In Re the Marriage of McGill

609 P.2d 278, 187 Mont. 187
CourtMontana Supreme Court
DecidedMarch 26, 1980
Docket14896
StatusPublished
Cited by5 cases

This text of 609 P.2d 278 (In Re the Marriage of McGill) is published on Counsel Stack Legal Research, covering Montana Supreme Court primary law. Counsel Stack provides free access to over 12 million legal documents including statutes, case law, regulations, and constitutions.

Bluebook
In Re the Marriage of McGill, 609 P.2d 278, 187 Mont. 187 (Mo. 1980).

Opinion

MR. JUSTICE SHEA

delivered the opinion of the Court.

The wife appeals from a property distribution decree of the Ravalli County District Court. Although she raises issues in relation to maintenance and an award of attorney fees, the primary issue is whether the trial court erred in dividing the parties’ property before determining the net worth of the marital assets.

The wife commenced this action on June 30, 1978, by filing a petition for dissolution. On December 22, 1978, the court dissolved the parties’ marriage, and reserved the petitioner’s request for an equitable property division for a later date. After conducting a hearing on this issue, the court filed an order dated April 11, 1979, which divided the marital assets, made no provision for maintenance, and awarded the wife $500 for attorney fees. The wife filed a motion for a new trial, or amendment of the court’s judgment. On *189 May 23, 1979, the court filed an order which denied the motion for a new trial and amended its judgment. The wife appeals from the amended judgment.

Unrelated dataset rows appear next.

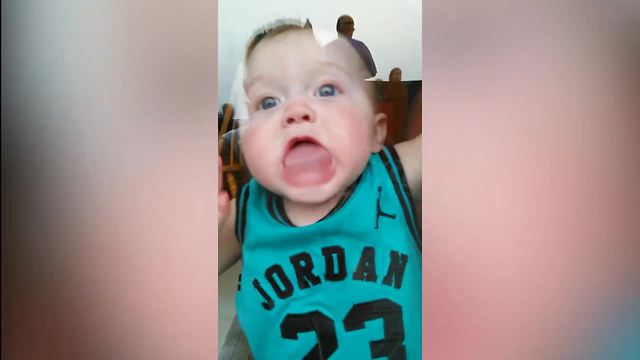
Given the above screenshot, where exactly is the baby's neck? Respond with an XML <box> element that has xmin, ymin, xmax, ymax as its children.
<box><xmin>282</xmin><ymin>194</ymin><xmax>342</xmax><ymax>226</ymax></box>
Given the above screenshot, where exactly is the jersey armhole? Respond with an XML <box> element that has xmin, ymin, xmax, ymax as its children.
<box><xmin>235</xmin><ymin>183</ymin><xmax>249</xmax><ymax>244</ymax></box>
<box><xmin>379</xmin><ymin>145</ymin><xmax>422</xmax><ymax>251</ymax></box>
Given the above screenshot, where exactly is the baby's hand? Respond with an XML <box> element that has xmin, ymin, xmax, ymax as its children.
<box><xmin>218</xmin><ymin>156</ymin><xmax>231</xmax><ymax>227</ymax></box>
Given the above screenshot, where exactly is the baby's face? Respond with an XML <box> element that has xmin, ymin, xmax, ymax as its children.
<box><xmin>242</xmin><ymin>31</ymin><xmax>386</xmax><ymax>204</ymax></box>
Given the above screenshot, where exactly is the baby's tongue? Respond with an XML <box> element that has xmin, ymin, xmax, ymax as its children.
<box><xmin>283</xmin><ymin>142</ymin><xmax>333</xmax><ymax>186</ymax></box>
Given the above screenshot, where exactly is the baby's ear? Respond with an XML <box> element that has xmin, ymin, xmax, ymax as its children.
<box><xmin>371</xmin><ymin>113</ymin><xmax>387</xmax><ymax>153</ymax></box>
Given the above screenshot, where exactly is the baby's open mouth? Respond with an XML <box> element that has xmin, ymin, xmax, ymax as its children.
<box><xmin>282</xmin><ymin>136</ymin><xmax>335</xmax><ymax>187</ymax></box>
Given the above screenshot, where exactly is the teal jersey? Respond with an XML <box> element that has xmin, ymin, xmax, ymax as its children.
<box><xmin>236</xmin><ymin>147</ymin><xmax>422</xmax><ymax>360</ymax></box>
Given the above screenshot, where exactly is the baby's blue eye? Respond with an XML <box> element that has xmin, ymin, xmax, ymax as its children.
<box><xmin>260</xmin><ymin>96</ymin><xmax>280</xmax><ymax>110</ymax></box>
<box><xmin>316</xmin><ymin>84</ymin><xmax>338</xmax><ymax>96</ymax></box>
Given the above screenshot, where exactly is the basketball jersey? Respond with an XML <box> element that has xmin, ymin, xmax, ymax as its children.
<box><xmin>236</xmin><ymin>147</ymin><xmax>422</xmax><ymax>360</ymax></box>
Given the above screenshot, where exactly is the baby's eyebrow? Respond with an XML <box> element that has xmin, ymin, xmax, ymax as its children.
<box><xmin>313</xmin><ymin>61</ymin><xmax>349</xmax><ymax>76</ymax></box>
<box><xmin>243</xmin><ymin>75</ymin><xmax>278</xmax><ymax>92</ymax></box>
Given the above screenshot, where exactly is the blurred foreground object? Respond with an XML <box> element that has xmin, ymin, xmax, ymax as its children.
<box><xmin>2</xmin><ymin>1</ymin><xmax>217</xmax><ymax>359</ymax></box>
<box><xmin>423</xmin><ymin>1</ymin><xmax>640</xmax><ymax>360</ymax></box>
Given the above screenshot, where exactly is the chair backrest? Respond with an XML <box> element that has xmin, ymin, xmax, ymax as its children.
<box><xmin>218</xmin><ymin>107</ymin><xmax>251</xmax><ymax>198</ymax></box>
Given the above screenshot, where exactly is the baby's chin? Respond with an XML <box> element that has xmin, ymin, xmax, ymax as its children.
<box><xmin>280</xmin><ymin>182</ymin><xmax>344</xmax><ymax>205</ymax></box>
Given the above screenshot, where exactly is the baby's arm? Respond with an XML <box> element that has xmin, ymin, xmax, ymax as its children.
<box><xmin>218</xmin><ymin>157</ymin><xmax>242</xmax><ymax>274</ymax></box>
<box><xmin>395</xmin><ymin>134</ymin><xmax>422</xmax><ymax>206</ymax></box>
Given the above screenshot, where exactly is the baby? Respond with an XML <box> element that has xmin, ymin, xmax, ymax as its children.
<box><xmin>218</xmin><ymin>20</ymin><xmax>422</xmax><ymax>360</ymax></box>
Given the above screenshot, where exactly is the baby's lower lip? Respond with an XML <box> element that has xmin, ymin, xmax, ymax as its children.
<box><xmin>282</xmin><ymin>143</ymin><xmax>335</xmax><ymax>187</ymax></box>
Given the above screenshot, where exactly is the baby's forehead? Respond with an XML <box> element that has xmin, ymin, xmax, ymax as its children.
<box><xmin>246</xmin><ymin>30</ymin><xmax>362</xmax><ymax>77</ymax></box>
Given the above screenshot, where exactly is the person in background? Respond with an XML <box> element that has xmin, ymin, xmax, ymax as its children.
<box><xmin>336</xmin><ymin>15</ymin><xmax>378</xmax><ymax>77</ymax></box>
<box><xmin>389</xmin><ymin>67</ymin><xmax>402</xmax><ymax>82</ymax></box>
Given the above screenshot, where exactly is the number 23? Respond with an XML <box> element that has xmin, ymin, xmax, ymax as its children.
<box><xmin>280</xmin><ymin>299</ymin><xmax>407</xmax><ymax>360</ymax></box>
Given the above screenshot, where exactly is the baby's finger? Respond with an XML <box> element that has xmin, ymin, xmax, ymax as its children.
<box><xmin>218</xmin><ymin>156</ymin><xmax>222</xmax><ymax>191</ymax></box>
<box><xmin>218</xmin><ymin>191</ymin><xmax>231</xmax><ymax>222</ymax></box>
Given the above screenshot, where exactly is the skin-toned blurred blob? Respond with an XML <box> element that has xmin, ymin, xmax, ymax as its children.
<box><xmin>423</xmin><ymin>1</ymin><xmax>640</xmax><ymax>359</ymax></box>
<box><xmin>2</xmin><ymin>1</ymin><xmax>217</xmax><ymax>359</ymax></box>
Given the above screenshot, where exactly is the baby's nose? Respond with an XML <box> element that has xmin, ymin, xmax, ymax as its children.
<box><xmin>285</xmin><ymin>105</ymin><xmax>315</xmax><ymax>125</ymax></box>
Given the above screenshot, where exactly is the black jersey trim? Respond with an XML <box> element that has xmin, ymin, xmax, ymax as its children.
<box><xmin>379</xmin><ymin>146</ymin><xmax>422</xmax><ymax>251</ymax></box>
<box><xmin>267</xmin><ymin>175</ymin><xmax>362</xmax><ymax>227</ymax></box>
<box><xmin>387</xmin><ymin>146</ymin><xmax>422</xmax><ymax>236</ymax></box>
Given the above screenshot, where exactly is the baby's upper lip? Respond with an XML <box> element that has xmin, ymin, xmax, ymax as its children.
<box><xmin>284</xmin><ymin>135</ymin><xmax>324</xmax><ymax>155</ymax></box>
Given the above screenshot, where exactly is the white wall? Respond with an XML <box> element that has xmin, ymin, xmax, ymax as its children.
<box><xmin>218</xmin><ymin>0</ymin><xmax>422</xmax><ymax>117</ymax></box>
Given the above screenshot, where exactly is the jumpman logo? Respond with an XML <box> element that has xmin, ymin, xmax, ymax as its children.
<box><xmin>375</xmin><ymin>186</ymin><xmax>396</xmax><ymax>230</ymax></box>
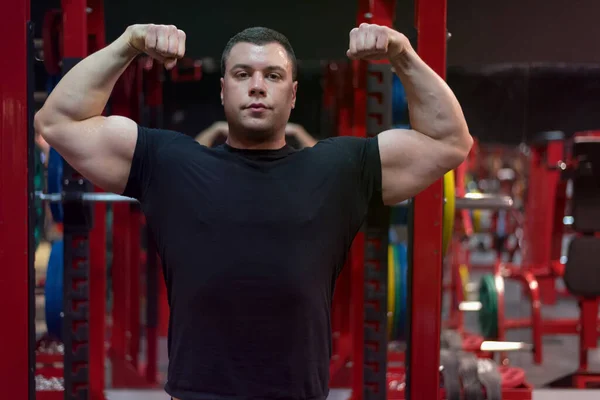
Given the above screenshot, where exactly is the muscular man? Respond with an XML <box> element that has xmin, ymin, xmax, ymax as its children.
<box><xmin>196</xmin><ymin>121</ymin><xmax>317</xmax><ymax>148</ymax></box>
<box><xmin>35</xmin><ymin>24</ymin><xmax>472</xmax><ymax>400</ymax></box>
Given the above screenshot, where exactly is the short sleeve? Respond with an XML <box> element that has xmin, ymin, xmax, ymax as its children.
<box><xmin>123</xmin><ymin>126</ymin><xmax>181</xmax><ymax>201</ymax></box>
<box><xmin>318</xmin><ymin>136</ymin><xmax>383</xmax><ymax>207</ymax></box>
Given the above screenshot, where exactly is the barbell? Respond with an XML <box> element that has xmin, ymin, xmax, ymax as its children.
<box><xmin>35</xmin><ymin>191</ymin><xmax>138</xmax><ymax>203</ymax></box>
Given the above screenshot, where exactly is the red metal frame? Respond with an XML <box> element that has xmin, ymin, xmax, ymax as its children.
<box><xmin>87</xmin><ymin>0</ymin><xmax>106</xmax><ymax>400</ymax></box>
<box><xmin>0</xmin><ymin>0</ymin><xmax>33</xmax><ymax>399</ymax></box>
<box><xmin>406</xmin><ymin>0</ymin><xmax>447</xmax><ymax>399</ymax></box>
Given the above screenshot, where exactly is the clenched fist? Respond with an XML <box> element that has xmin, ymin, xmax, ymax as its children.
<box><xmin>346</xmin><ymin>24</ymin><xmax>410</xmax><ymax>60</ymax></box>
<box><xmin>126</xmin><ymin>24</ymin><xmax>185</xmax><ymax>69</ymax></box>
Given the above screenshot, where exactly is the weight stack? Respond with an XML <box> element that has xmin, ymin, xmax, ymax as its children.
<box><xmin>363</xmin><ymin>64</ymin><xmax>392</xmax><ymax>400</ymax></box>
<box><xmin>62</xmin><ymin>58</ymin><xmax>93</xmax><ymax>400</ymax></box>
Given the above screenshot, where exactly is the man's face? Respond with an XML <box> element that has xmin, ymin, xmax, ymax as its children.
<box><xmin>221</xmin><ymin>42</ymin><xmax>298</xmax><ymax>141</ymax></box>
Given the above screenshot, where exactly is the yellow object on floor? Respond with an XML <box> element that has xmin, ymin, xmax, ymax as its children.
<box><xmin>387</xmin><ymin>246</ymin><xmax>396</xmax><ymax>338</ymax></box>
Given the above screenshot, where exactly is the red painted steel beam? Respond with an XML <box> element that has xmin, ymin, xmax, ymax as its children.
<box><xmin>0</xmin><ymin>0</ymin><xmax>34</xmax><ymax>399</ymax></box>
<box><xmin>407</xmin><ymin>0</ymin><xmax>447</xmax><ymax>400</ymax></box>
<box><xmin>349</xmin><ymin>0</ymin><xmax>396</xmax><ymax>400</ymax></box>
<box><xmin>87</xmin><ymin>0</ymin><xmax>106</xmax><ymax>400</ymax></box>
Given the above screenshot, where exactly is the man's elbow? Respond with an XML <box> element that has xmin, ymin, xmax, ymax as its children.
<box><xmin>442</xmin><ymin>130</ymin><xmax>473</xmax><ymax>170</ymax></box>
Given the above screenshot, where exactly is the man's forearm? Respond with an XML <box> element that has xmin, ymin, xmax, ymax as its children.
<box><xmin>38</xmin><ymin>33</ymin><xmax>139</xmax><ymax>125</ymax></box>
<box><xmin>390</xmin><ymin>47</ymin><xmax>469</xmax><ymax>140</ymax></box>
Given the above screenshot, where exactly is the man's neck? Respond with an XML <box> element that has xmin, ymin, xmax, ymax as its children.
<box><xmin>226</xmin><ymin>133</ymin><xmax>286</xmax><ymax>150</ymax></box>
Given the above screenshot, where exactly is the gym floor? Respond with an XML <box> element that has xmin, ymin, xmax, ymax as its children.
<box><xmin>36</xmin><ymin>238</ymin><xmax>600</xmax><ymax>400</ymax></box>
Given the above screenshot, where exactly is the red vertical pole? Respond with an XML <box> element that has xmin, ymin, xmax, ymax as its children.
<box><xmin>127</xmin><ymin>208</ymin><xmax>141</xmax><ymax>370</ymax></box>
<box><xmin>111</xmin><ymin>203</ymin><xmax>131</xmax><ymax>387</ymax></box>
<box><xmin>0</xmin><ymin>0</ymin><xmax>34</xmax><ymax>399</ymax></box>
<box><xmin>87</xmin><ymin>0</ymin><xmax>106</xmax><ymax>400</ymax></box>
<box><xmin>407</xmin><ymin>0</ymin><xmax>447</xmax><ymax>399</ymax></box>
<box><xmin>350</xmin><ymin>0</ymin><xmax>395</xmax><ymax>400</ymax></box>
<box><xmin>61</xmin><ymin>0</ymin><xmax>88</xmax><ymax>59</ymax></box>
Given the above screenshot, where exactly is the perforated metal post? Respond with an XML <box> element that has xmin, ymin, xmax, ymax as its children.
<box><xmin>61</xmin><ymin>0</ymin><xmax>92</xmax><ymax>400</ymax></box>
<box><xmin>364</xmin><ymin>64</ymin><xmax>392</xmax><ymax>400</ymax></box>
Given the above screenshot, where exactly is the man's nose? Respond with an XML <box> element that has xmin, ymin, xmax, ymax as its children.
<box><xmin>250</xmin><ymin>72</ymin><xmax>267</xmax><ymax>96</ymax></box>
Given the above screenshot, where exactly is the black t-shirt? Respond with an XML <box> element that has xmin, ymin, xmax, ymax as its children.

The parties were married in 1948, and had four children of the marriage, all of whom are now emancipated. At the .time of the court’s judgment the wife was 53 years of age and the husband was 56. During the last ten years, the parties have been separated, the husband maintains a separate residence in Seattle, Washington, while the wife resides in Stevensville, Montana.

The husband served more than 20 years in the United States Navy before retiring in November 1978. He now receives a military pension of $642.44 per month. Prior to his military service, the husband was an automobile salesman in Hamilton, Montana. In the past few years, he has experienced several physical problems, and intends to obtain a college education rather than return to selling.

The wife has been employed as a secretary for the Stevensville School District for over ten years and receives net pay of $368 per month during the ten month school calendar. In the summer months, the wife has performed part-time work. During the parties’ ten year separation, she has lived in the family home at Stevensville where she raised the parties’ four children. The husband voluntarily contributed child support until the fall of 1977.

The court’s findings of fact made in connection with its property division did not place an overall value on the marital assets. The court estimated the value of the parties’ house to be $60,000 to $75,000, but it did not place a lump sum value on the husband’s military pension or value the parties’ personal property.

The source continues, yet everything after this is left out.